The key findings of our combined experimental and simulation investigation are multifold. The presence of FINE is consistently observed on the individual ZnO NR platforms regardless of the location of the bound peptides. From both basal and prismic facet-bound peptide cases, fluorescence signal is continuously monitored on all positions of the NR, not just on the peptide adsorption planes. On the contrary, discriminatory peptide adsorption to different ZnO NR facets affects the degree and intensity of FINE. The fluorescence intensity and its temporal emission stability are revealed to be higher for the peptide fragments adsorbed on the NR prismic plane. In addition, the dependence of the degree of FINE on the NR length is found to be much stronger for the peptides preferentially adsorbed on the prismic plane than on the basal plane. The FDTD simulations further corroborate our experimental findings and provide a fundamental basis for the discussion of the contributing factors leading to the FINE phenomenon.

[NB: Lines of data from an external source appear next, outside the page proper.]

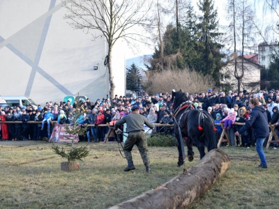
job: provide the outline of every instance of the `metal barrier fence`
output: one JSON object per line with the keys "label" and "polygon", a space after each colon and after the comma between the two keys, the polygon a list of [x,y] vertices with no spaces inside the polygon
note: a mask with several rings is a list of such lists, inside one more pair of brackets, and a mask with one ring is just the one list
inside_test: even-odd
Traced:
{"label": "metal barrier fence", "polygon": [[[22,121],[0,121],[0,123],[22,123]],[[42,121],[28,121],[26,123],[28,124],[40,124],[42,123]],[[54,124],[57,123],[57,121],[51,121],[50,124],[52,125],[52,127],[54,126]],[[245,123],[234,123],[234,125],[244,125]],[[88,126],[89,127],[95,127],[96,125],[92,125],[92,124],[87,124]],[[224,125],[223,123],[215,123],[215,125],[221,125],[222,129],[223,129],[223,132],[221,134],[221,136],[220,137],[220,139],[218,139],[218,148],[219,148],[220,147],[221,143],[222,142],[227,142],[229,144],[229,145],[231,145],[231,142],[229,139],[229,137],[227,134],[226,130],[224,129]],[[98,127],[107,127],[107,124],[100,124],[98,125]],[[154,126],[156,127],[173,127],[174,125],[173,124],[161,124],[161,123],[154,123]],[[279,139],[277,137],[277,134],[276,134],[276,132],[274,132],[274,125],[271,125],[269,124],[269,127],[271,130],[271,132],[269,133],[269,140],[267,141],[266,144],[266,148],[268,148],[269,147],[269,145],[271,143],[278,143],[279,144]],[[107,136],[109,136],[109,134],[107,134]],[[224,139],[224,137],[226,137],[226,139]],[[272,137],[274,137],[275,140],[271,141],[272,140]],[[107,141],[107,140],[105,140],[105,142]],[[241,141],[241,137],[240,135],[240,141]]]}

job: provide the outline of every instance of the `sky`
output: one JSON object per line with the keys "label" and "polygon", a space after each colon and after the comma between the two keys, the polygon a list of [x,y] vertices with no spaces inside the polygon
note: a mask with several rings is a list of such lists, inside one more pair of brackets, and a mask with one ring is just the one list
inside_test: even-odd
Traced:
{"label": "sky", "polygon": [[[196,11],[199,13],[197,6],[197,2],[198,2],[198,0],[191,0],[192,1],[192,5],[194,6]],[[263,12],[262,12],[262,8],[263,8],[263,2],[264,0],[259,0],[259,3],[254,3],[254,0],[248,0],[249,1],[252,6],[255,6],[255,10],[256,11],[257,17],[259,18],[259,21],[261,20],[264,20],[266,22],[269,22],[271,19],[271,14],[267,13],[267,14],[264,14],[263,15]],[[217,9],[218,11],[218,19],[219,19],[219,24],[220,26],[225,26],[228,24],[228,22],[226,20],[226,10],[225,10],[225,7],[226,7],[226,3],[227,1],[227,0],[215,0],[215,4],[214,4],[214,8],[215,9]],[[257,42],[259,43],[260,42],[262,42],[262,38],[260,37],[258,38]],[[155,46],[155,44],[154,44]],[[144,44],[138,44],[138,50],[133,50],[130,49],[128,46],[126,46],[126,53],[125,53],[125,56],[126,59],[130,59],[133,58],[136,58],[138,56],[141,56],[143,55],[146,54],[152,54],[154,52],[154,46],[150,47],[147,47]],[[131,62],[131,61],[130,61]],[[133,63],[133,62],[132,62]]]}

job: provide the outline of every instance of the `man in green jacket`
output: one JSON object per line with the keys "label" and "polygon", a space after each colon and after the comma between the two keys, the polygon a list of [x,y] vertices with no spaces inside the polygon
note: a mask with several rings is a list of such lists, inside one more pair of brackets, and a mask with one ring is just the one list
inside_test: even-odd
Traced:
{"label": "man in green jacket", "polygon": [[122,118],[115,123],[114,125],[115,130],[118,131],[120,125],[125,123],[127,123],[127,132],[128,135],[125,142],[123,150],[128,161],[128,167],[124,169],[124,171],[135,169],[131,151],[134,145],[136,144],[145,165],[146,173],[151,173],[147,142],[143,125],[145,124],[151,129],[154,129],[154,125],[149,122],[144,116],[140,114],[140,109],[137,105],[133,106],[131,110],[132,114]]}

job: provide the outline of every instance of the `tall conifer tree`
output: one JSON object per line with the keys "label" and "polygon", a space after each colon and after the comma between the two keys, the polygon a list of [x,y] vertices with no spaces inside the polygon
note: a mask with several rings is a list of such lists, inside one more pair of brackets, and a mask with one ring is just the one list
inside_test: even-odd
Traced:
{"label": "tall conifer tree", "polygon": [[126,74],[126,89],[139,91],[140,84],[140,68],[133,63],[129,68],[127,68]]}

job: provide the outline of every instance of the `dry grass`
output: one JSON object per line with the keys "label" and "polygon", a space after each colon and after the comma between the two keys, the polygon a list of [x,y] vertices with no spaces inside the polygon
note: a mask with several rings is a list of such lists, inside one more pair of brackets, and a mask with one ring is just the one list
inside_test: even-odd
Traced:
{"label": "dry grass", "polygon": [[[0,208],[105,208],[156,188],[182,172],[176,148],[149,148],[153,173],[145,173],[140,153],[136,169],[126,166],[116,144],[90,144],[80,171],[64,173],[49,143],[0,142]],[[190,208],[277,208],[279,151],[266,151],[269,169],[257,169],[255,149],[222,148],[231,158],[223,178]],[[198,152],[190,167],[198,162]]]}

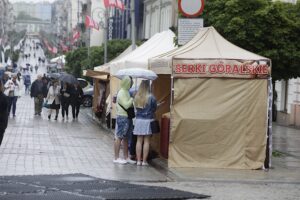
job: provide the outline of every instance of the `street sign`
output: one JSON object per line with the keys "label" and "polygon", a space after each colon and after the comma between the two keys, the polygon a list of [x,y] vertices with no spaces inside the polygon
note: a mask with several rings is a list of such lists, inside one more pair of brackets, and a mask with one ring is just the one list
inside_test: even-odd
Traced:
{"label": "street sign", "polygon": [[199,31],[203,28],[203,19],[189,19],[179,18],[178,19],[178,44],[184,45],[190,41]]}
{"label": "street sign", "polygon": [[204,9],[204,0],[179,0],[178,8],[185,17],[197,17]]}

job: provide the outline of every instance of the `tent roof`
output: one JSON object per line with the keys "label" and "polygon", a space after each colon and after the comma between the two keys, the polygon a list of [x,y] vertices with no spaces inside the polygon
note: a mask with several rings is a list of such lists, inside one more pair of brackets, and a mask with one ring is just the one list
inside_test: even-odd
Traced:
{"label": "tent roof", "polygon": [[152,36],[147,42],[123,58],[110,63],[110,73],[115,74],[124,68],[148,68],[148,59],[175,48],[175,34],[171,30]]}
{"label": "tent roof", "polygon": [[269,60],[230,43],[214,27],[201,28],[187,44],[150,59],[149,65],[158,74],[170,74],[173,59]]}
{"label": "tent roof", "polygon": [[50,62],[52,63],[56,63],[58,62],[59,60],[62,62],[62,63],[66,63],[66,60],[65,60],[66,56],[65,55],[61,55],[61,56],[58,56],[58,57],[55,57],[55,58],[52,58],[50,60]]}
{"label": "tent roof", "polygon": [[[130,45],[130,46],[127,47],[127,49],[125,49],[120,55],[118,55],[116,58],[114,58],[113,60],[111,60],[109,63],[120,60],[121,58],[123,58],[123,57],[126,56],[127,54],[131,53],[132,50],[133,50],[133,49],[132,49],[132,45]],[[95,70],[95,71],[103,71],[103,72],[108,72],[108,73],[109,73],[109,71],[110,71],[110,69],[109,69],[109,68],[110,68],[109,63],[105,63],[105,64],[103,64],[103,65],[94,67],[94,70]]]}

A better understanding of the manifestation of FINE is anticipated to support the signal processing and interpretation of already demonstrated ZnO NR biodevices and to encourage the exploration of novel applications exploiting the highly directional and locally enhanced optical signal. In this regard, our efforts will be highly valuable to the growing use of individual ZnO nanomaterials in fabricating high sensitivity sensors. By decoupling the biomolecular factors, such as the location and amount of biomolecules, from the nanomaterial factors, such as the inherent ZnO optical properties and the high shape anisotropy of the NR, our efforts will also deepen the understanding of the complex pathways of signal intensification on the ZnO NR ends with important relevance to optical biomedical assays.

EXPERIMENTAL SECTION

The controllable synthesis of ZnO NRs was performed via chemical vapor deposition in a customized horizontal tube furnace. The feedstock source, a 2:1 by weight mixture of zinc oxide (99.999% purity) and graphite (99.99% purity) powders obtained from Alfa Aesar Inc., was placed in a quartz source boat and positioned on top of the heating source located at the center of the tube furnace. The target quartz boat containing the growth substrate, a 1 × 1 cm² Si wafer (0.432 mm thickness) received from Silicon Quest, Inc (San Jose, CA), was placed 15.6 cm away from the source materials, downstream from the Ar carrier gas flow. To mediate the heteroepitaxial growth of ZnO NRs on Si, the Si wafer was pretreated with 20 μL of a growth catalyst, 20 nm Au colloid from Ted Pella, Inc. (Redding, CA), for 5 min. Subsequent carbothermal reduction of the feedstock source was achieved by heating the furnace to 950 °C for 20 min to 1 h at a ramp-up/ramp-down rate of 15 °C min⁻¹ under a constant Ar gas flow of 100 standard cubic centimeters per minute for growth of vertically oriented ZnO NRs. Slight alterations to the growth time and distance between source and target boats allowed for growth of NRs with varying aspect ratios. The sample was then retrieved for structural characterization using a FEI/Phillips XL 20 scanning electron microscope (SEM) operating at 20 kV. The as-grown ZnO NRs were then dispersed into ethanol via ultrasonication and deposited onto a pre-cleaned 1x1 cm² Si wafer for subsequent biomolecular detection.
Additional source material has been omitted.